Norma da lei societária

“Art. 175. O exercício social terá duração de um ano e a data do término será fixada no estatuto.

Parágrafo único. Na constituição da companhia e nos casos de alteração estatutária o exercício social poderá ter duração diversa.”

O exercício social de uma Sociedade tem duração de 12 meses, podendo se encerrar em qualquer dia ou qualquer mês do ano. O documento que formaliza a data-fim do exercício social denomina-se estatuto.
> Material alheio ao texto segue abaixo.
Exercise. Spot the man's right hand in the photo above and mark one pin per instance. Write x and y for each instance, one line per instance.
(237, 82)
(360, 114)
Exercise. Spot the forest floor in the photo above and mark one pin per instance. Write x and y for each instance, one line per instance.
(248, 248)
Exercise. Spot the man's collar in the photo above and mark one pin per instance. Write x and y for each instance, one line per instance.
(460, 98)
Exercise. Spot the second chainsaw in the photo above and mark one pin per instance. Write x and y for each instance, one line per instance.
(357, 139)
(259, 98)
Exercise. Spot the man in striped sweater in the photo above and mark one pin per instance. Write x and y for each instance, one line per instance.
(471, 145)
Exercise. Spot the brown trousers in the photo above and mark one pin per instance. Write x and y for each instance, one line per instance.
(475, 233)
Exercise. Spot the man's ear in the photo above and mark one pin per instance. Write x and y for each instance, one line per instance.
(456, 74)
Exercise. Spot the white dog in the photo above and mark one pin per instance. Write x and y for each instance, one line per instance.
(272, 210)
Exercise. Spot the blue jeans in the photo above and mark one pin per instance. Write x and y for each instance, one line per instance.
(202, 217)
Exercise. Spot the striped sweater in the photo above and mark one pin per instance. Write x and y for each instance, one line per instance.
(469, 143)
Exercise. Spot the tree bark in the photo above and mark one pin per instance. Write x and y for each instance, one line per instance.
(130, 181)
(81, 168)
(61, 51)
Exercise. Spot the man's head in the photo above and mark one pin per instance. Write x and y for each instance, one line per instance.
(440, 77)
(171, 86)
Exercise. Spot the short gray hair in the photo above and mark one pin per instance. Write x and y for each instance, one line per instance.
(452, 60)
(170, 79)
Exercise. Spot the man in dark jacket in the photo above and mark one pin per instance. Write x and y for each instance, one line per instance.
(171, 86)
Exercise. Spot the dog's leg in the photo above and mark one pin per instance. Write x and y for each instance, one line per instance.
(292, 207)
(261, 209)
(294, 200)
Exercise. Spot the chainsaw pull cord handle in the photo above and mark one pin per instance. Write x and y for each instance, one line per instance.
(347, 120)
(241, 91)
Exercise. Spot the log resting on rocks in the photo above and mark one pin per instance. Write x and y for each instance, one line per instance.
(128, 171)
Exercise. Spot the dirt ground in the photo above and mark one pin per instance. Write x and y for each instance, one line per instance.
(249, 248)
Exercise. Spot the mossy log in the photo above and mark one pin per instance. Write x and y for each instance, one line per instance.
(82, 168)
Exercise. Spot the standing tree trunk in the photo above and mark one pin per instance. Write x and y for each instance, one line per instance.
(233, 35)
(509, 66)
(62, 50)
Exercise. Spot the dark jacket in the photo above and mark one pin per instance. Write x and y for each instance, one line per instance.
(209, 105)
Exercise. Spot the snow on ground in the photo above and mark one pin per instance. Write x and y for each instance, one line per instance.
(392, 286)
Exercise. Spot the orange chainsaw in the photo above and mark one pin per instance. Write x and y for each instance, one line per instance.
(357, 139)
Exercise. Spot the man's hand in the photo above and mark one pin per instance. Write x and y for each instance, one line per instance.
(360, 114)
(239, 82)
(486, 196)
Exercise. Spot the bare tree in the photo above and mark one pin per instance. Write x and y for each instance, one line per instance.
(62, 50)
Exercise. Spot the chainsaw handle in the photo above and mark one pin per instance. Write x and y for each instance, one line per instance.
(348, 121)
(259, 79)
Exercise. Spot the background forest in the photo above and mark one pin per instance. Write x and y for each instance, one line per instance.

O estatuto contém, entre outras informações, o objetivo da Sociedade (indústria, comércio, prestação de serviços etc.), as funções dos órgãos da administração (diretoria, conselho de administração etc.), destinação dos resultados etc.

Exemplo 1

A Sociedade foi constituída com exercício social de um ano, encerrando-se em 14 de março. Logo, o seu exercício social começa no dia 15 de março de um ano e termina no dia 14 de março do ano seguinte.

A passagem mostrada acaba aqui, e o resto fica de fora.